Hindsight Off-policy Options – Disentangling Abstractions in the Option Framework
Deep reinforcement learning has seen numerous successes in recent years (e.g. Go, Chess, Atari, StarCraft), but still faces challenges in domains with limited data access.
We will discuss the perspective of using hierarchy and abstractions to address the challenges and improve data efficiency. In particular, we’ll look into a simple optimisation scheme which can easily be applied to train hierarchical policies. While optimising hierarchical agents, we will further investigate one of the most common methods for hierarchical RL: the options framework. At its core, the options framework divides an agent into a combination of low-level and high-level controllers and introduces a form of action abstraction. It effectively reduces the high-level controller’s task to choosing from a discrete set of reusable sub-policies. It also enables temporal abstraction by explicitly modelling the temporal continuation of low-level behaviors. We’ll dive into what decisions help with robustness and data efficiency and further work to disentangle the benefits of both temporal and action abstraction.
Bio
Markus Wulfmeier is a research scientist at Google DeepMind focusing on efficient machine learning via decomposition and modularity as well the different dimensions of learning to transfer information, including but not restricted to sim2real, domain adaptation and extraction of knowledge from demonstration.
Most recently, he has been a postdoctoral research scientist at the Oxford Robotics Institute as well as a member of Oxford University’s New College.
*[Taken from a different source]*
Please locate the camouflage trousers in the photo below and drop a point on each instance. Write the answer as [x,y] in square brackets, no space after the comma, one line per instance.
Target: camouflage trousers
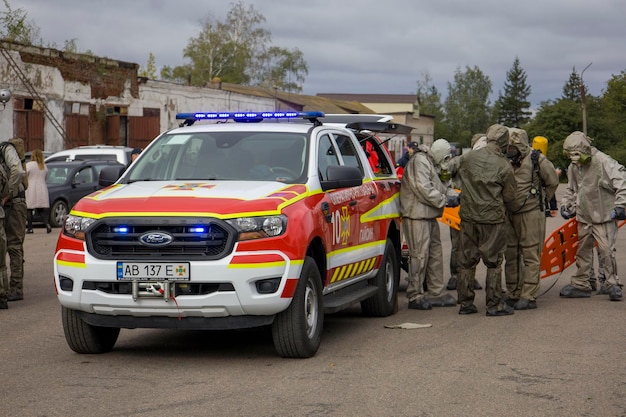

In 2017, he was a visiting scholar with the UC Berkeley Artificial Intelligence Research lab.
The principal focus of his PhD research was the development of approaches for increasing the efficiency of processes for providing supervision to guide autonomous systems with particular emphasis on transfer learning and learning from demonstration, work which was awarded as Best Student Paper at IROS16.
Furthermore in early 2016, he was fortunate to lead ORIs path planning software development for the presentation of a self driving prototype at the Shell Eco Marathon (SEM). This work has paved the way for the introduction of a new autonomous challenge category at the SEM scheduled for 2018.
Being in the field of robotics since 2010, he has been previously part of research efforts on space exploration robots, GPU-based simulations and robotic platforms for first responders as well as mobile autonomy at leading research institutions including MIT, ETHZ and the University of Oxford.